The task of uniting the ANC after the damage to the party’s image caused by Zuma’s scandal-ridden presidency is daunting.
A bitter split in KwaZulu-Natal has effectively left the province without a party leadership, and allies such as the Congress of South African Trade Unions and the Communist Party are openly calling for the president to go.
In a municipal vote last August, the ANC suffered its worst electoral performance since the end of apartheid in 1994.
Like Mtimka, Susan Booysen, a political science professor at the University of the Witwatersrand’s School of Governance, sees Mkhize as a long shot to win control of the ANC.
“Neither of the two leading candidates, Cyril Ramaphosa and Nkosazana Dlamini-Zuma, are playing for a second place,” Booysen said in an emailed response to questions.

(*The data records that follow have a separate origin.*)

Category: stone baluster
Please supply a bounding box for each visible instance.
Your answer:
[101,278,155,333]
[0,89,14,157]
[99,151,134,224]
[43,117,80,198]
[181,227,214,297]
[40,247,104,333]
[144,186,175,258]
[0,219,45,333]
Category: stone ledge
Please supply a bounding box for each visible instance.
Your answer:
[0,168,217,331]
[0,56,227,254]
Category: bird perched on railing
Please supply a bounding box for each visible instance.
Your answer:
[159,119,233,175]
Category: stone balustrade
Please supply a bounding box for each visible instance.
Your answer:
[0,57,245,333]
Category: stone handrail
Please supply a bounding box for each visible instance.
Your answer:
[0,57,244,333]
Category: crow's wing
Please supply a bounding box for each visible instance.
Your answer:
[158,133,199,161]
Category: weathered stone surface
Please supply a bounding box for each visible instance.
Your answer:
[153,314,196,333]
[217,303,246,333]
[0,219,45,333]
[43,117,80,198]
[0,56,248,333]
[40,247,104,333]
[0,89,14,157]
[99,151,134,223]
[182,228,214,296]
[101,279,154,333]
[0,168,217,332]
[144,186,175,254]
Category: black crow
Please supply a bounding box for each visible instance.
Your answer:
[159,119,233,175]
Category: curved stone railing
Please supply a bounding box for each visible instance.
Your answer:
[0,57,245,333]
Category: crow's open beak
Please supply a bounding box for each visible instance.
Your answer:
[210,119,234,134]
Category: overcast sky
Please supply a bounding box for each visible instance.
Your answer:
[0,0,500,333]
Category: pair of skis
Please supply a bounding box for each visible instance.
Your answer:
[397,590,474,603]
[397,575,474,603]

“While Mkhize commands much respect in the ANC, his ‘compromise’ candidacy comes at a wrong time. A compromise implies unity and in the ANC there is currently little space for unity.”
Other contenders to replace Zuma when he steps down as ANC leader in December and as president in 2019 include Human Settlements Minister Lindiwe Sisulu, parliamentary speaker Baleka Mbete and Jeff Radebe, a minister in the presidency.

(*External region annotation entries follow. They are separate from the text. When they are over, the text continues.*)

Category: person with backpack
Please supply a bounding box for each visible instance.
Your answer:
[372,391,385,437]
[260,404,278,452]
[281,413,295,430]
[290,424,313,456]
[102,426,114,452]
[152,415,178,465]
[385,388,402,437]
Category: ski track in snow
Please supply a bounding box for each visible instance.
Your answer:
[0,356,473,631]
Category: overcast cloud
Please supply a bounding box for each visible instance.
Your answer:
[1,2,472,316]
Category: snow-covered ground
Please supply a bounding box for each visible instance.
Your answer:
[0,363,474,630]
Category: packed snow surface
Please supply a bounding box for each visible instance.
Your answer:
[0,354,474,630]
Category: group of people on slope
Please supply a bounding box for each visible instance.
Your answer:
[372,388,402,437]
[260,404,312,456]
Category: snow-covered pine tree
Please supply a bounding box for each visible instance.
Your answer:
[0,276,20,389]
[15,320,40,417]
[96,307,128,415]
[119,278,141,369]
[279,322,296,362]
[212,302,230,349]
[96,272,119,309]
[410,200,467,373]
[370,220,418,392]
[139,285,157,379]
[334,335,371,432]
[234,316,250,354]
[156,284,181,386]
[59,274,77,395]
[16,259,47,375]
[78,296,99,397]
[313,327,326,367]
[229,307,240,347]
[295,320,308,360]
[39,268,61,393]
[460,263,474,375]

Mkhize spent five years in exile in Swaziland and Zimbabwe during apartheid rule. He returned home in 1991 and rose through the ranks of the ANC in KwaZulu-Natal, being appointed as the region’s premier in 2009. He relinquished that post in 2013, the year after his appointment as the ANC’s treasurer-general.

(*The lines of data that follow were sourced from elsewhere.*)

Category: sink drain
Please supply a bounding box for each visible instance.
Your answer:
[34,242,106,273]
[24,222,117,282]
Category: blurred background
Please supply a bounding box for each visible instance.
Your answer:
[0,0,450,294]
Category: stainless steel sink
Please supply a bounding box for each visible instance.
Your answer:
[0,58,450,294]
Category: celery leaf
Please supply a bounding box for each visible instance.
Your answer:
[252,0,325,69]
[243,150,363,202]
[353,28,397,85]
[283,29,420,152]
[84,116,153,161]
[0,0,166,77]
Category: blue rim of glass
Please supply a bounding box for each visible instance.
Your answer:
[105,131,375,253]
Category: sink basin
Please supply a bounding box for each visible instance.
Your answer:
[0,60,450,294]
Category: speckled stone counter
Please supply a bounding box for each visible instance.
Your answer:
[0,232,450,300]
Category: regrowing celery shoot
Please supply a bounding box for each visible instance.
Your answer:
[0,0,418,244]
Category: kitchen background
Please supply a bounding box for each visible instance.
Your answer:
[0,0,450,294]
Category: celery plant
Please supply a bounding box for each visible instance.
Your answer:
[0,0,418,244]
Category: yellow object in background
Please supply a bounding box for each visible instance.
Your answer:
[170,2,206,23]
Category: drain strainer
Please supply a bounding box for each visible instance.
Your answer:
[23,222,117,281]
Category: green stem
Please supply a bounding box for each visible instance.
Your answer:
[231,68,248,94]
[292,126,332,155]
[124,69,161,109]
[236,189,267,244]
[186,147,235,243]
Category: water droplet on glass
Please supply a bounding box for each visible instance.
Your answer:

While Mkhize has been a long-standing ally of Zuma, he openly criticized the president’s March 31 decision to make 20 changes to his cabinet, including firing Pravin Gordhan as finance minister, without consulting his fellow ANC leaders. Since then he has repeatedly spoken out against “state capture,” the local term for the undue influence private interests allegedly wield over the government and warned that factional fights risk destroying the ANC.
Mkhize didn’t answer his mobile phone or respond to a text message requesting an interview.
Zuma has indicated that he favors Dlamini-Zuma, the mother of four of his at least 20 children, to succeed him. She’s also won endorsements from the ANC’s women’s and youth leagues and military veterans, while Ramaphosa has the backing of the ANC’s labor union and communist allies.
David Mabuza, the ANC’s chairman in Mpumalanga province, has been leading calls for a consensus candidate, and Business Day newspaper reported on Sept. 13 that he favors Mkhize.
Several other provincial leaders have also called for the party to agree on a leadership slate and avoid a divisive vote.
Peter Attard Montalto, chief emerging-markets economist at Nomura International in London, said that while he expects Dlamini-Zuma to be the ANC’s next leader, Mkhize can’t be written off as a contender and he may be the best candidate to drive reforms needed to set South Africa’s economy on a higher growth path.
He’s the only person “who has the breadth of cross-party support to stand a decent chance of rising up through the existing two-slate factional battles,” Montalto said.
“Momentum around him has now increased significantly and is likely to continue doing so.”